From: Mark D Powell <mark.powell_at_eds.com>
Date: 4 Jun 2001 07:13:38 -0700
Message-ID: <178d2795.0106040613.3f1c1c0a@posting.google.com>

"Nicklas Karlsson" <nicklas.karlsson_at_ineo dot fi> wrote in message news:<5QIS6.97$3%.10788_at_read2.inet.fi>...
> Hello,
>
> Could someone spare a minute or two to help me out?
>
> If I have two tables like this (ID and DATA are strings)
>
> TABLE A
> ID_A
> DATA_A
>
> TABLE B
> ID_B
> DATA_B
>
> with the data
>
> TABLE A
> ID_A DATA_A
> ------------------------
> '123' 'a-data'
>
> and
>
> TABLE B
> ID_B DATA_B
> ------------------------
> '123' 'b-data'
> '124' 'b-data2'
>
> how should I create a view that would collect this data like this:
>
> VIEW V
> ID DATA_A DATA_B
> '123' 'a-data' 'b-data'
> '123' null 'b-data2'

A fellow named Frank posted the code to answer this but he apparently failed to get it hooked to the thread.

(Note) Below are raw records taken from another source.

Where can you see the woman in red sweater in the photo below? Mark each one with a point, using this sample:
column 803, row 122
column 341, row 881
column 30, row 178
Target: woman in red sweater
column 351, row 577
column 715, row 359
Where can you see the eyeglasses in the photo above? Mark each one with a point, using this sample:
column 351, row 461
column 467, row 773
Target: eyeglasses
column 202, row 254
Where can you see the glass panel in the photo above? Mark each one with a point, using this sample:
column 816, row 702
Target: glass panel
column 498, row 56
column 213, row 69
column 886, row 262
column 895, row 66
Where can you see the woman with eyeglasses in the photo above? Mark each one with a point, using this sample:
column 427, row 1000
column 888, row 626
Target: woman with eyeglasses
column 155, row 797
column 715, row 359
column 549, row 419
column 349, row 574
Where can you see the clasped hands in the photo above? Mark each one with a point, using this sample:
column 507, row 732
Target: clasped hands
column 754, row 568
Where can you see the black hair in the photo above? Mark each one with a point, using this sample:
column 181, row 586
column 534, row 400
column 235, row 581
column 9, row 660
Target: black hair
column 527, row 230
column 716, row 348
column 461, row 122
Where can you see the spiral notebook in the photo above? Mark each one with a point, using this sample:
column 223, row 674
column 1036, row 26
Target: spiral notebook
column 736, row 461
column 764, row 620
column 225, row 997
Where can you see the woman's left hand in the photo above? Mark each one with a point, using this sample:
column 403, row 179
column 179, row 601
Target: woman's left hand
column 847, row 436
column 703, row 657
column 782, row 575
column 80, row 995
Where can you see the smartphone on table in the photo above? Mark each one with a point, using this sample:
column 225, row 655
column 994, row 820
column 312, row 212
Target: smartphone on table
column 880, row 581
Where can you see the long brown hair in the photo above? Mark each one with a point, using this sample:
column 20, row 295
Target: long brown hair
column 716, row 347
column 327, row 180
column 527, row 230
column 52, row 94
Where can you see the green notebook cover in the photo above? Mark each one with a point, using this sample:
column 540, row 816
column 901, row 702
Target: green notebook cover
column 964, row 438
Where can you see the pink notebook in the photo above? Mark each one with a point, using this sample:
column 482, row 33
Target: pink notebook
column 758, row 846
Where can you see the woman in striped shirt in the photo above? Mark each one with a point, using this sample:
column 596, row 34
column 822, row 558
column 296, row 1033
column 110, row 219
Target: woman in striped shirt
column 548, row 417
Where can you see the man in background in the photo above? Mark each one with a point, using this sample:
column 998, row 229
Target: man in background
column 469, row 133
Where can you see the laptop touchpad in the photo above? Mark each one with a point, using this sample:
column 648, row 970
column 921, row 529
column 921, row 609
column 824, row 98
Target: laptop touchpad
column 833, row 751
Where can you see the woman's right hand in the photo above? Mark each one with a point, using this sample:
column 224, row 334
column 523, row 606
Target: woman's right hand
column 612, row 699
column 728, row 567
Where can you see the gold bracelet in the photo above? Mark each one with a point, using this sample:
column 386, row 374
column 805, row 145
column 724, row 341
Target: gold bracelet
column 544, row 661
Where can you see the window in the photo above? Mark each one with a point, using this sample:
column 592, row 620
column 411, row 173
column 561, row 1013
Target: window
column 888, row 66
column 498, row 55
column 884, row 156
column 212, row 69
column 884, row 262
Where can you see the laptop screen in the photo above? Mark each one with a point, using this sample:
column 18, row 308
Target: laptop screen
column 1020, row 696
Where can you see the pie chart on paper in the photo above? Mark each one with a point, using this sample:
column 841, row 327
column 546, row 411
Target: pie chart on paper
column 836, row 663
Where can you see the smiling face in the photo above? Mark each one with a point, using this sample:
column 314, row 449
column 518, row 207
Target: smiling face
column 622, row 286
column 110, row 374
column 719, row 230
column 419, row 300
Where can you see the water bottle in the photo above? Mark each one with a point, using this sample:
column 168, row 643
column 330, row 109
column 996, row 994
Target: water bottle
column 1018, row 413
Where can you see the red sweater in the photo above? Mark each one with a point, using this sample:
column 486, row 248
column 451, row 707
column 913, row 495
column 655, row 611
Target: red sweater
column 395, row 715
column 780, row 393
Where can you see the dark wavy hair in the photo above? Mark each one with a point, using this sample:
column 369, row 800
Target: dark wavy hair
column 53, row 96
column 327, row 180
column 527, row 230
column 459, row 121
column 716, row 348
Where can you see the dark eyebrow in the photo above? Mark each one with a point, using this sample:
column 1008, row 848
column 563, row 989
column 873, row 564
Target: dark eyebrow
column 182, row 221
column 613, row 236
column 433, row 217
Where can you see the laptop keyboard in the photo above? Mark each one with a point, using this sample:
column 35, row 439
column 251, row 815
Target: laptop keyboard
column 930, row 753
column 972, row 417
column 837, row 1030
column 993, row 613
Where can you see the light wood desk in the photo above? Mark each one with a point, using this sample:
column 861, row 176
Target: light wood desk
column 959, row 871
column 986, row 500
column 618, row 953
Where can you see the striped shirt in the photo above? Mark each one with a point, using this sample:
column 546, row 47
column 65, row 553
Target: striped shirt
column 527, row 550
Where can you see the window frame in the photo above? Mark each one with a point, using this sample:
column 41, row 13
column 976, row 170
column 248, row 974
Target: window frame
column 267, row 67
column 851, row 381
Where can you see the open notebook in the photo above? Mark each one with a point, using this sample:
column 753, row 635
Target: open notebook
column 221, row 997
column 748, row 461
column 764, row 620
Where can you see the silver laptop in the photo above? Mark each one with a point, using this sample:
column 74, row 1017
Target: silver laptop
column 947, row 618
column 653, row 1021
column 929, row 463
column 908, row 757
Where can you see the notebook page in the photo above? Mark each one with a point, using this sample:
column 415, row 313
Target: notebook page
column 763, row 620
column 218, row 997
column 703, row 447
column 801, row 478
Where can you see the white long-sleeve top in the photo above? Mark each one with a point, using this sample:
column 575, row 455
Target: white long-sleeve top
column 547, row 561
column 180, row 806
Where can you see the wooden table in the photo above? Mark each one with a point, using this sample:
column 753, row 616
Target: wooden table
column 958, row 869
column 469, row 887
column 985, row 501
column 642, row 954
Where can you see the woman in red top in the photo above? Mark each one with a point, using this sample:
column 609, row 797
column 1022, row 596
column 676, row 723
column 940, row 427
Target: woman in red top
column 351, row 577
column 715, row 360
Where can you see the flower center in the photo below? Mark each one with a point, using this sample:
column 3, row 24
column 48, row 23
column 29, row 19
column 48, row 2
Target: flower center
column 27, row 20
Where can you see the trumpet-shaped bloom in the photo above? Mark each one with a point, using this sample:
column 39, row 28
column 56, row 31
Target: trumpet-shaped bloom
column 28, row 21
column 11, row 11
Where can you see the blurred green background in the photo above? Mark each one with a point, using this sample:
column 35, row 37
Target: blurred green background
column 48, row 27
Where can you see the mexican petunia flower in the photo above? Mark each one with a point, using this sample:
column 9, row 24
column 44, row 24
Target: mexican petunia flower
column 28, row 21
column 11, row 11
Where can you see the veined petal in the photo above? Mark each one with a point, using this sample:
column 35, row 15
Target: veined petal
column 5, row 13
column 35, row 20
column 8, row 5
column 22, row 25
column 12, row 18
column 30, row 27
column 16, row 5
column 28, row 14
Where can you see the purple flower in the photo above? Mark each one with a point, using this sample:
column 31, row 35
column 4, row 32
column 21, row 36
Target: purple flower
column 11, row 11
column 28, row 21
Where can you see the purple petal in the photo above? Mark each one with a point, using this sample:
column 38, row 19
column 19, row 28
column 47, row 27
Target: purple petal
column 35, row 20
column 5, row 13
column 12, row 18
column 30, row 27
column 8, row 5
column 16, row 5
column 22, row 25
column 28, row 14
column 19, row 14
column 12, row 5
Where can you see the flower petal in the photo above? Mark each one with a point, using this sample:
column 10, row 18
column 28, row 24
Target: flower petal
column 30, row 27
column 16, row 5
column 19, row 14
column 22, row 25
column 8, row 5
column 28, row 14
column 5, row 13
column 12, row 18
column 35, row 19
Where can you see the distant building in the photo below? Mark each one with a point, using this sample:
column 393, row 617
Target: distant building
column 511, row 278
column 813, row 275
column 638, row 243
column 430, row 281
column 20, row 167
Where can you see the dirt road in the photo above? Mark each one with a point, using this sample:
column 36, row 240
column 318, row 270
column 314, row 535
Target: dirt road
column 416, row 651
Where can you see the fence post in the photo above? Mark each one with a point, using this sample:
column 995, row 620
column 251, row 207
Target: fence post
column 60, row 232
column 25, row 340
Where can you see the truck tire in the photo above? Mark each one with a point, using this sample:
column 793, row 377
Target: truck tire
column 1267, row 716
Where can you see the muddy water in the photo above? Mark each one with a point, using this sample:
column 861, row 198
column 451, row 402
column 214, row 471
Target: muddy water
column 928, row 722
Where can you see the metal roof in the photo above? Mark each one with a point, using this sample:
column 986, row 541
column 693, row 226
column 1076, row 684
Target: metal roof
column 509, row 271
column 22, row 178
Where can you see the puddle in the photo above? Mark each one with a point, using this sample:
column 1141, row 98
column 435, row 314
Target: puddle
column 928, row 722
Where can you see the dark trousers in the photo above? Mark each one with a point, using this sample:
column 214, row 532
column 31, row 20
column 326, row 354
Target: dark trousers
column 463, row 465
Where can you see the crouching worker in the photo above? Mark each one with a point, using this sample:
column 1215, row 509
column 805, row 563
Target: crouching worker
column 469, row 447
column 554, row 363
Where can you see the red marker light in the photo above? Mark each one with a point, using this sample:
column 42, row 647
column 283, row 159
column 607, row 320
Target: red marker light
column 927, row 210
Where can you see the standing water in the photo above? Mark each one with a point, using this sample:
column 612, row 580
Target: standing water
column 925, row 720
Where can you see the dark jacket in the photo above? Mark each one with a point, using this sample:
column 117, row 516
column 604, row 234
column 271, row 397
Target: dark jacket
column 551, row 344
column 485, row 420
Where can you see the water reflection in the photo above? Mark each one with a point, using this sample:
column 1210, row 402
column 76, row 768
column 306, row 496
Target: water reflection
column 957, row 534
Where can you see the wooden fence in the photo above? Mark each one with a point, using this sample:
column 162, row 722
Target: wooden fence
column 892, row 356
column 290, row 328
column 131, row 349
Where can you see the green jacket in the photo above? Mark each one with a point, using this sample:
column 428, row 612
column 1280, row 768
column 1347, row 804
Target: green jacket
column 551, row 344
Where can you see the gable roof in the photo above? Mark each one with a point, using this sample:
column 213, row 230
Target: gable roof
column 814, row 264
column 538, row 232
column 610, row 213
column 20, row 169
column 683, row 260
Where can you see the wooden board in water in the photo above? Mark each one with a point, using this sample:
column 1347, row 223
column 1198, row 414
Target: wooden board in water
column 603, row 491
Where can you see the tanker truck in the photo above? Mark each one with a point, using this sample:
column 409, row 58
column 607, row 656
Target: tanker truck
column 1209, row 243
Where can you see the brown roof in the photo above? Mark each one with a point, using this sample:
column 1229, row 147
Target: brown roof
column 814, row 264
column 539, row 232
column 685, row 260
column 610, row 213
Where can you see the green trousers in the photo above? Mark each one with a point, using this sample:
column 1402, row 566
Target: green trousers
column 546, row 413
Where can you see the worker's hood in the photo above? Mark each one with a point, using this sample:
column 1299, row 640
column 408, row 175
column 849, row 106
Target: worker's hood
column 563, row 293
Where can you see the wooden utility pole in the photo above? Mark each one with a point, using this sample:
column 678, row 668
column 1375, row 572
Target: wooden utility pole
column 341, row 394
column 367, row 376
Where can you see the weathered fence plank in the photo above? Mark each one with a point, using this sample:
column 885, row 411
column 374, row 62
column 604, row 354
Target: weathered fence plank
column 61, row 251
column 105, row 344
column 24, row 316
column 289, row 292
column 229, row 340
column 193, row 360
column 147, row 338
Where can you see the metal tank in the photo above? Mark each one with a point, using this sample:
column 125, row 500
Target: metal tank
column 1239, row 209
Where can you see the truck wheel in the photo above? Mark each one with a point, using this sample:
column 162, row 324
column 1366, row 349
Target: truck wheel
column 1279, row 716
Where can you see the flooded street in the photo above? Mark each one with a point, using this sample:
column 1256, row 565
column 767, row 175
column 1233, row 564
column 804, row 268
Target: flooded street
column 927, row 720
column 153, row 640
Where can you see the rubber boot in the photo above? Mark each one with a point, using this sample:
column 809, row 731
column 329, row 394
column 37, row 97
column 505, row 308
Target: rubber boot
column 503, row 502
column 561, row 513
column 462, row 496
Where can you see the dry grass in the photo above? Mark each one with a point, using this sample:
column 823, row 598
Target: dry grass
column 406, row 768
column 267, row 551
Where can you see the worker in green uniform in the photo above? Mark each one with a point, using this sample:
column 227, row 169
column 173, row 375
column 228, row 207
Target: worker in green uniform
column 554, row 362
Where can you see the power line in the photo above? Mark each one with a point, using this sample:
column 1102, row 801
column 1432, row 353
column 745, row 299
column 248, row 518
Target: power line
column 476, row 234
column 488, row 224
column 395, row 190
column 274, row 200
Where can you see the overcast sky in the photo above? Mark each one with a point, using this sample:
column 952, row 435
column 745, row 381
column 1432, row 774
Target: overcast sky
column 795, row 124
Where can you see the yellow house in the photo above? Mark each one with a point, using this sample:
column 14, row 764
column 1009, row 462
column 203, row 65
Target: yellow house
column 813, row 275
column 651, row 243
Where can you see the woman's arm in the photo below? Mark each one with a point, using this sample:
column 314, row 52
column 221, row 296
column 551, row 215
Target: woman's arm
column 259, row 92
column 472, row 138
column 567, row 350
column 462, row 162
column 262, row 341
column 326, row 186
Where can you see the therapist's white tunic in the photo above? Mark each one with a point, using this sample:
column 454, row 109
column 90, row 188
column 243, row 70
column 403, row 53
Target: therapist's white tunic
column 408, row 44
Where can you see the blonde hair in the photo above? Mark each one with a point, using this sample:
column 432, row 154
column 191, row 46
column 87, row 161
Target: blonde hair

What you want is an outer join which basically means "I want every row in A plus those rows in B that match the join condition". In Oracle the outer join is represented by '(+)' which you place on the table that you want to force to return a null row when it does not match the driving table it is being matched against.

select a.*, b.*
from table_a A, table_b B
where a.key = b.key(+)

will result in every row in A being returned (subject to additional where clause conditions). Nulls are returned for the B table columns where there is not matching row in B for the A join column values.